Ya tenía quince años y medio Inés. La cabellera dorada y luminosa al sol, era un tesoro. Blanca y levemente amapolada, su cara era una creación murillesca, si se veía de frente. A veces, contemplando su perfil, pensaba en una soberbia medalla siracusana, en un rostro de princesa. El traje, corto antes, había descendido. El seno, firme y esponjado, era un ensueño oculto y supremo; la voz clara y vibrante, las pupilas azules, inefables la boca llena de fragancia de vida y de color de púrpura. ¡Sana y virginal primavera!

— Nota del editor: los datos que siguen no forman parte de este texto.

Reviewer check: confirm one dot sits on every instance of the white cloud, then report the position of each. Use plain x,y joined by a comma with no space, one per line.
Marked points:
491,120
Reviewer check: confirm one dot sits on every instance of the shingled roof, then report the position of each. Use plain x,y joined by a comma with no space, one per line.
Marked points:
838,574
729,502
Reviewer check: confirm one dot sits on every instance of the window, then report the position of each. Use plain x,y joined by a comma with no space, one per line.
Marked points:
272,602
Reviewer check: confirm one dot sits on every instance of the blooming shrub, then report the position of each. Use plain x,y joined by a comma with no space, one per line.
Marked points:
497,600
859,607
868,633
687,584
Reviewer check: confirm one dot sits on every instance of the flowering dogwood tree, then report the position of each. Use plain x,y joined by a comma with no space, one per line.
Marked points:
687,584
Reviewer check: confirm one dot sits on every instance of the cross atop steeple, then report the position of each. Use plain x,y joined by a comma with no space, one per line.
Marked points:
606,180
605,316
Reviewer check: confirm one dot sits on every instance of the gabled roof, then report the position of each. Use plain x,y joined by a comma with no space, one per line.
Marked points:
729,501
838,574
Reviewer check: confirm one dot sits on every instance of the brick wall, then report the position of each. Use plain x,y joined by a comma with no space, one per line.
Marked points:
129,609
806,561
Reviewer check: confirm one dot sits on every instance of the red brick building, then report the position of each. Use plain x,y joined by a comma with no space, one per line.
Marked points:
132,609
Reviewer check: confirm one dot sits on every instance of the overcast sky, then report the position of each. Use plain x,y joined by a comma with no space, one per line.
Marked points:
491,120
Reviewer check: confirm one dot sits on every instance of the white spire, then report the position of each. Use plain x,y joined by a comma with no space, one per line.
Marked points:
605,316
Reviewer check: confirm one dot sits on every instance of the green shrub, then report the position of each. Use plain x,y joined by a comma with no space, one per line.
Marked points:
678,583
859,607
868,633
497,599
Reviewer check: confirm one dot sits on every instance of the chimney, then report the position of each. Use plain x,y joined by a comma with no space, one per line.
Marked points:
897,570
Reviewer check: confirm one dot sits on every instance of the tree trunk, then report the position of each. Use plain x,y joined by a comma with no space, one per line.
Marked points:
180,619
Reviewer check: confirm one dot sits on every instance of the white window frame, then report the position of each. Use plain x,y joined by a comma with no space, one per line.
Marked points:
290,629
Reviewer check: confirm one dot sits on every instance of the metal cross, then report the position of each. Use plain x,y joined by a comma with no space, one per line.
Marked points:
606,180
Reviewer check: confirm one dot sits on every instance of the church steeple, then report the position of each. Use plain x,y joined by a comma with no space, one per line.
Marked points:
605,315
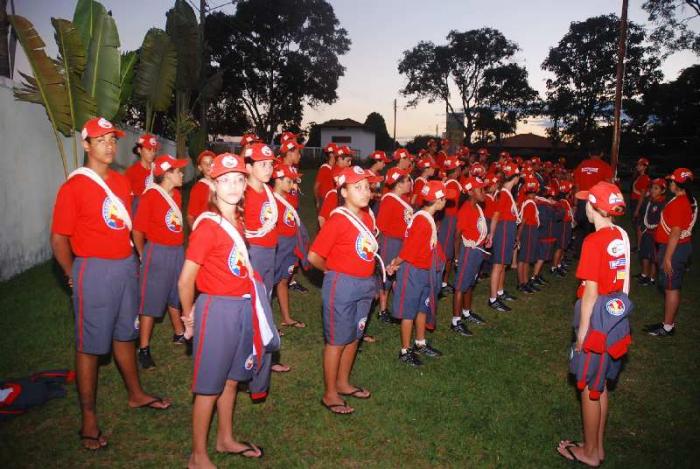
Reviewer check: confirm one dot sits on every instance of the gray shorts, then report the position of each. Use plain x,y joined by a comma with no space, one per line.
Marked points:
346,304
223,342
160,270
105,302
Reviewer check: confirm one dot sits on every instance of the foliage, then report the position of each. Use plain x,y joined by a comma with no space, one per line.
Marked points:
584,66
477,65
277,56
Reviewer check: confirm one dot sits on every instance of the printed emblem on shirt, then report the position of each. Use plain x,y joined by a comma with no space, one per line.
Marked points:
172,221
236,264
110,215
363,247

La abuelita me recibió con los brazos abiertos. Inés se negó a abrazarme, me tendió la mano. Después no me atreví a invitarla a los juegos de antes. Me sentía tímido. ¡Y qué! ella debía sentir algo de lo que yo.

¡Yo amaba a mi prima!

Inés, los domingos iba con la abuela a misa, muy de mañana.

Mi dormitorio estaba vecino al de ella. Cuando cantaban los campanarios su sonora llamada matinal, ya estaba yo despierto.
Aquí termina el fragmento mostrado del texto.